The looming job losses have prompted Trades Union Congress chief Frances O'Grady to call for further government intervention to stave off redundancies as the furlough scheme lapses.
Yet, such developments may well lead to many people seeking to learn new skills and begin work in new industries. If so we might well see an uptick in training over the coming years.
Writing in The Parliamentary Review, Jeremy Phillips, the managing director of Cheltenham-based Clearway Doors and Windows, explained the huge importance of training and development and how valuable it has been to his organisation over the years.
‘Manufacturing and installing aluminium products is still a skilled practice and any company can only be as good as the staff that it employs. To this end Clearway has
embraced continuous staff training and development. Using a combination of in-house teaching and local training providers has proved vital in improving abilities and developing the younger workforce.
‘Our factory environment has proved to be the ideal springboard for staff who want to develop extra skills and in the past few years we have seen three staff move from the shop floor to take up key roles elsewhere in the company.
‘Of course, that means that we have constantly to nurture and train new employees to fill the gap left behind. Again we have had considerable success in this area. The skills shortage within the construction industry as a whole is still a very real problem faced by almost every sector and is a concern going forward. However, by adapting your strategy you can build for the future.’
‘Experienced labour “on tap” can no longer be relied upon for recruitment, as career window and door fabricators and installers reach retirement. As they disappear from the labour market they leave a void created by neglect of apprenticeships and a perceived lack of glamour within the building industry.
‘We have to get creative if we are to keep up the high skill levels of the previous decades. As employers we have to build an appealing work place and offer career prospects. We need to put as much effort into setting out our stall for new employees as we do for new customers.’
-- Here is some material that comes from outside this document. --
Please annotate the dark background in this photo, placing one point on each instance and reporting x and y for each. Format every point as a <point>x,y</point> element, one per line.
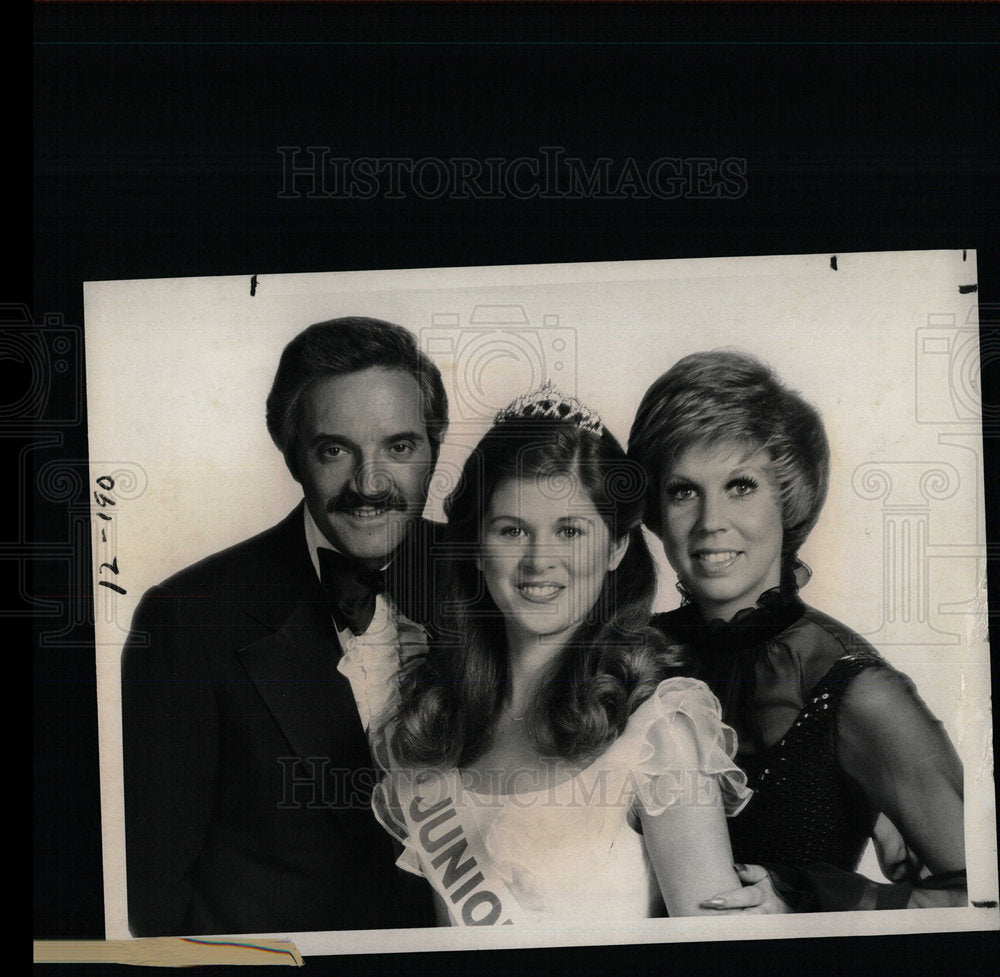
<point>156,127</point>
With people working from home, and either unable or reluctant to travel abroad, there has been a huge increase in the demand for home improvements.
With a well-established skills gap in the manufacturing sector, an increase in demands for some of its services and a huge surge in the unemployment rate, now may well be the opportune moment for individuals to make the move into the sector.
If so, they will hope to find employers with the same passion for training and development as Phillips.